# Carmenere low Tartaric?



## pgentile (May 4, 2016)

De-stemmed and crushed 5 lugs of Carmenere this afternoon. Numbers are as follows:

PH 3.2 TA .44 Brix 23

Tartaric is Low? I have a BSG wine acid test kit, measured it twice. Should I measure TA with the PH meter method? 

I'm going to measure everything again tomorrow before I pitch.

Would you add Tartaric acid with these numbers?


----------



## Johnd (May 4, 2016)

pgentile said:


> De-stemmed and crushed 5 lugs of Carmenere this afternoon. Numbers are as follows:
> 
> PH 3.2 TA .44 Brix 23
> 
> ...



I'd try testing again, using your ph meter (calibrated) to determine when you hit 8.2, see where that gets you. Also, make sure your reagent isn't too old, some folks have recently had issues with this. 

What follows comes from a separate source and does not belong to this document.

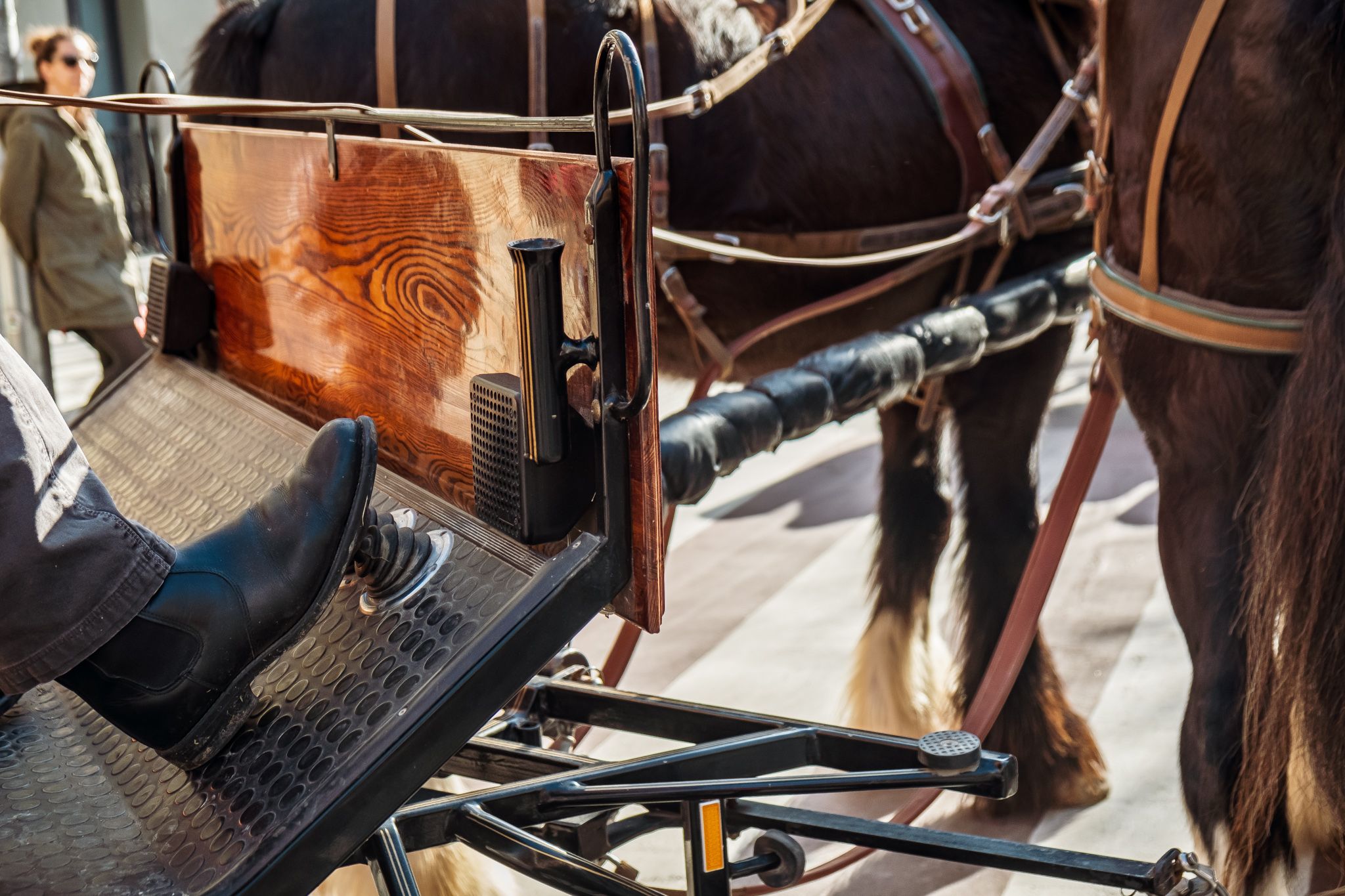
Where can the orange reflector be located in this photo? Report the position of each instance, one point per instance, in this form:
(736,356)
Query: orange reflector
(712,836)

At your current readings, your ph is pretty low for a.44 TA, see what a retesting yields.......


----------



## pkm925 (May 5, 2016)

I have had this same issue with Chilean juice. In fact this year my readings are almost identical to yours, ph 3.2 and T/A 4.0.

I think the issue is Malic Acid. What I do is use Potassium Bicarbonate (0.67g per L) to bring the PH up and lose some of that Malic. I get the PH a little higher than my target level and then follow up with a T/A addition which will reduce my PH and increase my T/A. 

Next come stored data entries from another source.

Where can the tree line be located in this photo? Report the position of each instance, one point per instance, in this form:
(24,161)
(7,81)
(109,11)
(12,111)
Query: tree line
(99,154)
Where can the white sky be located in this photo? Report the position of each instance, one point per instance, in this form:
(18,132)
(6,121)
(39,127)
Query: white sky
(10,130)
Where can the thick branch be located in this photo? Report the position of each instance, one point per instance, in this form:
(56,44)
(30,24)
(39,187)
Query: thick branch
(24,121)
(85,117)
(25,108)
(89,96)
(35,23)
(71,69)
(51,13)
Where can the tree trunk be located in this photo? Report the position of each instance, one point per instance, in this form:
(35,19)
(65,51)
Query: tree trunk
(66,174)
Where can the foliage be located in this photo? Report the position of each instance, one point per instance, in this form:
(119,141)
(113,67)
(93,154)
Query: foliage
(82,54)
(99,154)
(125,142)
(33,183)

If you use Potassium Bicarbonate be sure to cold stabilize. 

I believe that T/A tests do not show Malic or other acids then Tartaric. Your PH meter readings will reflect all the acids in your wine. 

I always use a PH meter to run T/A tests. I can never spot the color change with red wine.

Regards,
Kevin


----------



## sour_grapes (May 5, 2016)

pkm925 said:


> I believe that T/A tests do not show Malic or other acids then Tartaric.



This is not correct. TA does not stand for "tartaric acid." It stands for "titratable acid." See https://en.wikipedia.org/wiki/Titratable_acid . TA tests respond to ANY acid that can give up a proton.


----------



## geek (May 5, 2016)

Following...


----------



## pgentile (May 5, 2016)

Calibrated my pH meter this afternoon, got everything squared away there. And the numbers are much better.

pH 3.45 TA .55 brix 23

So should I let these ride or adjust with some tartaric acid?


----------



## Julie (May 5, 2016)

Your ph is within the correct range, you could let it ride and adjust acid after fermentation.


----------



## Boatboy24 (May 5, 2016)

I agree with Julie. Let it roll. Fermentation and MLF will change those numbers - adjust after those are finished (if necessary).


----------



## vacuumpumpman (May 5, 2016)

Mine is going to MLF on its own - very lucky !


----------



## pgentile (May 5, 2016)

Thanks for the input everyone. Made no changes. Pitched RC-212. Here we go.


----------



## Johnd (May 6, 2016)

pgentile said:


> Thanks for the input everyone. Made no changes. Pitched RC-212. Here we go.



Glad you retested with the ph meter, had you started making adjustments on your first readings, could've gone south quickly.


----------



## pgentile (May 6, 2016)

John, me as well. Too much time and effort to have false readings lead to wrong adjustments. Cap is up already and aroma very nice.


----------